Tribune News Service photo

Sushi Bowl

1 (14-ounce) package extra-firm tofu, rinsed

3 tablespoons soy sauce, divided, plus more for serving

1 cucumber, peeled, seeded and sliced into half-moons

1 avocado, pitted, peeled and cubed

1 carrot, peeled and shredded

2 scallions, trimmed and finely chopped

1/4 teaspoon salt

2 tablespoon rice vinegar

2 teaspoons sesame oil

1 tablespoon mild red or yellow miso paste

3 cups cooked rice (white, brown, sushi or a combo)

1 (0.7-ounce) package crisp seaweed

Preheat oven to 425 F.

Slice the tofu into 1/2-inch thick slabs. Set slabs on a baking sheet lined with a clean kitchen towel. Cover with a second towel. Weight with another baking sheet. Let drain for 15 minutes.

In a large bowl, toss together the cucumber, avocado, carrot and scallion. Season with the salt, vinegar, sesame oil and 1 tablespoon of the soy sauce.

Whisk together the miso into 2 tablespoons of the soy sauce. Cube drained tofu and toss with soy/miso sauce. Spread out on an oiled baking sheet. Roast in preheated oven, stirring once, for 20 minutes.

Add the rice, roasted tofu and seaweed to bowl with vegetables. Toss. Add a little more soy, if you like. Serve at room temperature.

Makes 3 servings.

Posted in Uncategorized | Leave a comment

Grill butterflied or spatchcocked bird in a hurry

Grill recipes calling for thinner cuts and delicate proteins, such as fish or seafood, are the main course in this week’s A la Carte.

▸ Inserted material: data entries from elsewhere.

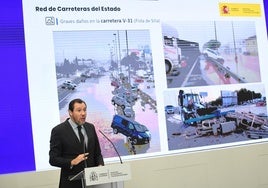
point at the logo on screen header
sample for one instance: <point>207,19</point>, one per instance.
<point>240,9</point>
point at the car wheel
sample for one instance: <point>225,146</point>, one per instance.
<point>115,131</point>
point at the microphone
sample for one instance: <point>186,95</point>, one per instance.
<point>112,145</point>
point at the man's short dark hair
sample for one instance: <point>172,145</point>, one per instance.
<point>71,104</point>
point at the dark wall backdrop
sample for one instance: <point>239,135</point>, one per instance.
<point>17,153</point>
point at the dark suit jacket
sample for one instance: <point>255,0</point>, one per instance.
<point>65,146</point>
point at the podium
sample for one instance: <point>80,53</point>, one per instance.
<point>108,176</point>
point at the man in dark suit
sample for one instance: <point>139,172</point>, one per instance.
<point>71,152</point>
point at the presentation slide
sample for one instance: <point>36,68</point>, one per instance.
<point>159,77</point>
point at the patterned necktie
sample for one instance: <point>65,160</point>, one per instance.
<point>81,136</point>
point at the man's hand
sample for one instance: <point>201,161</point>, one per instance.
<point>79,159</point>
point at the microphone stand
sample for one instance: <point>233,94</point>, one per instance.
<point>112,145</point>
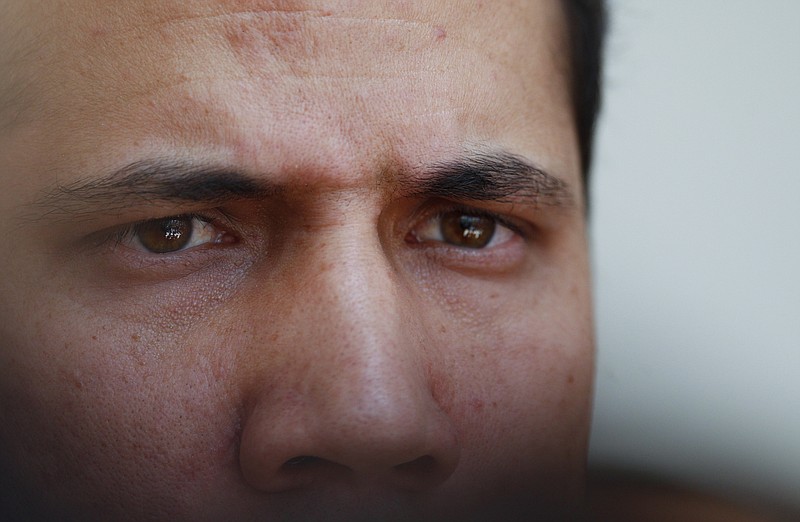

Quickly caramelizing a tender cut of meat, piece of produce or underripe fruit has lost none of its luster, despite our family’s purchase of a pellet smoker several summers back. The smoker is ideal for hands-off, outdoor cooking of foods that need time to roast and render. But the planning it requires has become a stumbling block on more than one occasion.

Although the smoker produced the best turkey my husband and I have ever tasted, it required a good hour of cooking time beyond what we had estimated. Worth the wait on a quiet evening at home once the kids are in bed, but not so practical when we have hungry mouths to feed or dinner guests arriving at an appointed time. I’ve found myself on more than one occasion cranking the smoker up 100 degrees to put the rush on a roast chicken.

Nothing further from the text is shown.